Bu, özellikle, çoğu zaman olduğu gibi, ekonomik canlandırma harcamalarının durgunluktan en çok etkilenen sektörlerin sanayilerini güçlendirmeyi hedeflediği durumlarda bir sorundur. Bunlar, tam da bu teorilere göre gerçek ekonomik koşullara uyum sağlamak için ekonominin kesilmesi veya tasfiye edilmesi gerekebilecek alanlardır. Onları destekleyen teşvik harcamaları, çalışmaya devam ettikleri sürece toplumun kıt kaynaklarını tüketmeye ve israf etmeye devam eden ekonomik zombi işletmeler ve endüstriler yaratarak bir durgunluğu sürükleme riskini taşır. Bu, ekonomik teşvikin yalnızca ekonominin resesyondan çıkmasına yardımcı olmayacağı değil, aynı zamanda işleri daha da kötüleştirebileceği anlamına geliyor.
Diğer argümanlar
Teşvik harcamalarına karşı ek argümanlar, bazı teşvik biçimlerinin teorik olarak faydalı olsa da, bunları kullanmanın pratik zorluklarla karşı karşıya olduğunu kabul eder. Örneğin, fonların belirlenmesi ve tahsis edilmesindeki gecikmeler nedeniyle teşvik harcamaları yanlış zamanda gerçekleşebilir. İkincisi, merkezi hükümetler, sermayeyi en yararlı amacına tahsis etmede tartışmasız daha az verimlidir ve bu da düşük getirisi olan savurgan projelere yol açar.
##Öne çıkanlar
Ekonomik teşvik, toplam talep kayıplarını telafi etmek için özel sektör harcamalarını teşvik etmeye dayanan genişletici maliye ve para politikasına yönelik muhafazakar bir yaklaşımdır.

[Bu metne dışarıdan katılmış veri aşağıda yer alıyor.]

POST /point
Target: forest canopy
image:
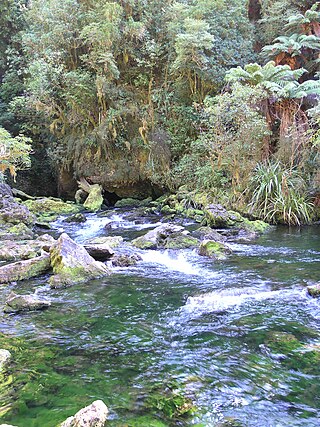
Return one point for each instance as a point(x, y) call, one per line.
point(209, 95)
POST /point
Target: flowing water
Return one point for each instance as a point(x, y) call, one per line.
point(240, 339)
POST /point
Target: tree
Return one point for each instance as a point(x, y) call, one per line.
point(14, 153)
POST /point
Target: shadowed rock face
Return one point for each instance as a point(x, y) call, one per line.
point(72, 264)
point(94, 415)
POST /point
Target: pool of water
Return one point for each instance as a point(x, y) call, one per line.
point(239, 339)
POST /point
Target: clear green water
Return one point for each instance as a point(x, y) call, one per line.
point(238, 339)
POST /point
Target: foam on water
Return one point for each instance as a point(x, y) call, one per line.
point(173, 262)
point(220, 301)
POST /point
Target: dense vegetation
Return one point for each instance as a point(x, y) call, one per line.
point(215, 96)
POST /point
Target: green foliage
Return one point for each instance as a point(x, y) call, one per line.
point(279, 194)
point(14, 153)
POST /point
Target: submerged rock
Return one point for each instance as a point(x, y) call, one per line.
point(17, 303)
point(72, 264)
point(157, 238)
point(94, 415)
point(22, 270)
point(5, 358)
point(213, 249)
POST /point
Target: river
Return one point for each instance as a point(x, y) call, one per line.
point(237, 338)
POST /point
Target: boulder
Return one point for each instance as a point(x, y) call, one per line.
point(13, 251)
point(49, 208)
point(157, 238)
point(17, 303)
point(13, 212)
point(212, 249)
point(314, 290)
point(125, 260)
point(5, 358)
point(22, 270)
point(94, 415)
point(72, 264)
point(94, 200)
point(100, 252)
point(5, 190)
point(207, 233)
point(111, 241)
point(78, 217)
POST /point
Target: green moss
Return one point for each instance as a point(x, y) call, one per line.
point(94, 200)
point(143, 243)
point(181, 242)
point(48, 206)
point(314, 290)
point(213, 249)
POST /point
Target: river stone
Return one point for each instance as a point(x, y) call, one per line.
point(26, 269)
point(111, 241)
point(5, 358)
point(14, 213)
point(94, 200)
point(72, 264)
point(5, 190)
point(157, 238)
point(314, 290)
point(13, 250)
point(94, 415)
point(125, 260)
point(100, 252)
point(16, 303)
point(212, 249)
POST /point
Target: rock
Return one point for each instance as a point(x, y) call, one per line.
point(78, 217)
point(128, 203)
point(22, 270)
point(94, 200)
point(125, 260)
point(314, 290)
point(156, 238)
point(14, 213)
point(111, 241)
point(14, 251)
point(207, 233)
point(16, 303)
point(94, 415)
point(181, 242)
point(50, 207)
point(214, 249)
point(5, 358)
point(216, 215)
point(72, 264)
point(100, 252)
point(5, 190)
point(15, 232)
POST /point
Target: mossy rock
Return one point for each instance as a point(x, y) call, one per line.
point(314, 290)
point(128, 203)
point(49, 206)
point(94, 200)
point(143, 243)
point(213, 249)
point(181, 242)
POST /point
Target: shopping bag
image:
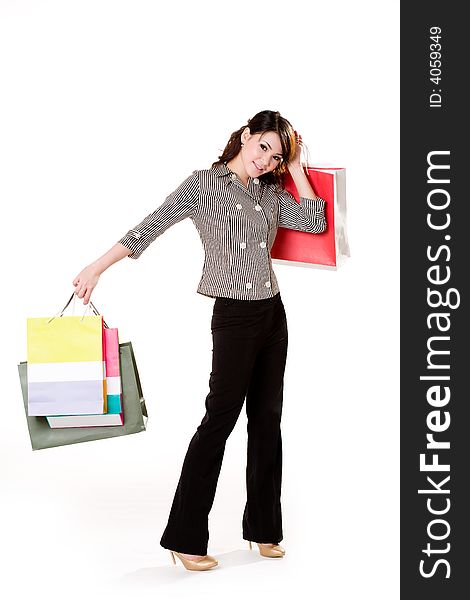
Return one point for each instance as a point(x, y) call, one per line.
point(134, 409)
point(114, 415)
point(330, 248)
point(66, 365)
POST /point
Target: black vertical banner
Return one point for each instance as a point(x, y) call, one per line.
point(435, 349)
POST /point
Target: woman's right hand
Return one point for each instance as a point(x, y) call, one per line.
point(85, 282)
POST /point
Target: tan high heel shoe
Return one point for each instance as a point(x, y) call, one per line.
point(274, 551)
point(203, 564)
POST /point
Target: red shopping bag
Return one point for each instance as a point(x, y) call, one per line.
point(330, 248)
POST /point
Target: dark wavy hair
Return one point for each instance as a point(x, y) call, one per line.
point(262, 122)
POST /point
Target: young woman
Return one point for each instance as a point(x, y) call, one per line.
point(237, 206)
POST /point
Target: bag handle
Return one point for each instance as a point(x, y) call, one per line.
point(90, 305)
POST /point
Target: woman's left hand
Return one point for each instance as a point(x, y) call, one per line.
point(295, 162)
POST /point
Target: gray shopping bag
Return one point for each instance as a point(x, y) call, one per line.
point(135, 411)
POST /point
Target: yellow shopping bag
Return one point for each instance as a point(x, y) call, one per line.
point(66, 369)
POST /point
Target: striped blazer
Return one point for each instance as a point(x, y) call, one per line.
point(237, 225)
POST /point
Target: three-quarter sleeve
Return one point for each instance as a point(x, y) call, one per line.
point(178, 205)
point(308, 216)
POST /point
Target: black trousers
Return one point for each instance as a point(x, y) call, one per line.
point(248, 360)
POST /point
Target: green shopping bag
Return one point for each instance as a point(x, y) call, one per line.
point(135, 411)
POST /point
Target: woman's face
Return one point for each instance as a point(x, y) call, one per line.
point(261, 152)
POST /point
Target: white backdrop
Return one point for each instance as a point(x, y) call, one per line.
point(105, 107)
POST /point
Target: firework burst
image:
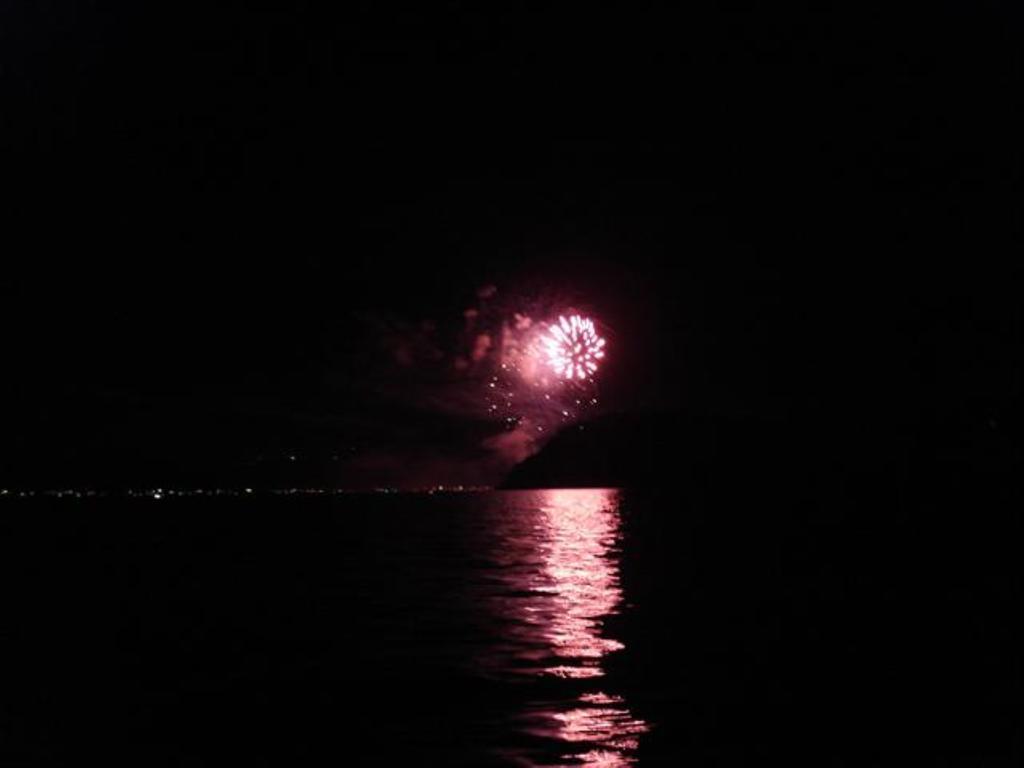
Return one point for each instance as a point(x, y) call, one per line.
point(573, 348)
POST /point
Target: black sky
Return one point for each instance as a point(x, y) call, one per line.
point(786, 211)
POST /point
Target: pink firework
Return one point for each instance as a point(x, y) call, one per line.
point(573, 348)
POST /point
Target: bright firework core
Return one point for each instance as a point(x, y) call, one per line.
point(573, 347)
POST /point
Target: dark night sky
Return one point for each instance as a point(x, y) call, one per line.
point(784, 212)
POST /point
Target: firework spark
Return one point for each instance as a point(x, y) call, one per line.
point(573, 349)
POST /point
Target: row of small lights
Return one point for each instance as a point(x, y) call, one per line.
point(170, 493)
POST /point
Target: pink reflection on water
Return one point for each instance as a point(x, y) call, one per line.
point(559, 565)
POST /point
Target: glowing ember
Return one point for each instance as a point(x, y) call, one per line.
point(573, 348)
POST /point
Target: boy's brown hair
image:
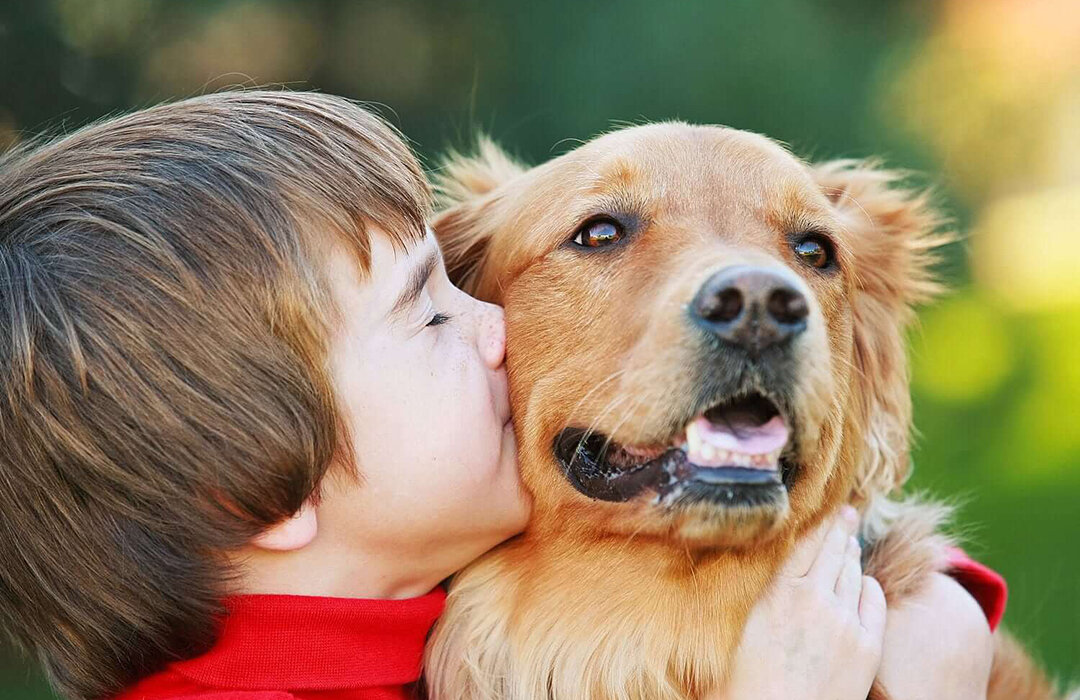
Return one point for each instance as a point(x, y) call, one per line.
point(163, 328)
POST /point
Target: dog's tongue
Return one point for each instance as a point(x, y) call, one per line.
point(740, 432)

Ekonomistler, bazıları uzun vadede kısa vadede yarardan çok zarar verebileceğini iddia ederek, eşgüdümlü ekonomik teşvikin yararlılığı konusunda hâlâ tartışıyorlar.
Ekonomik teşvik, özel sektörden ekonomik bir tepki almayı amaçlayan hedeflenen maliye ve para politikası anlamına gelir.
Mali teşvik önlemleri, açık harcamalar ve vergilerin düşürülmesidir; parasal teşvik önlemleri merkez bankaları tarafından üretilir ve faiz oranlarını düşürmeyi içerebilir.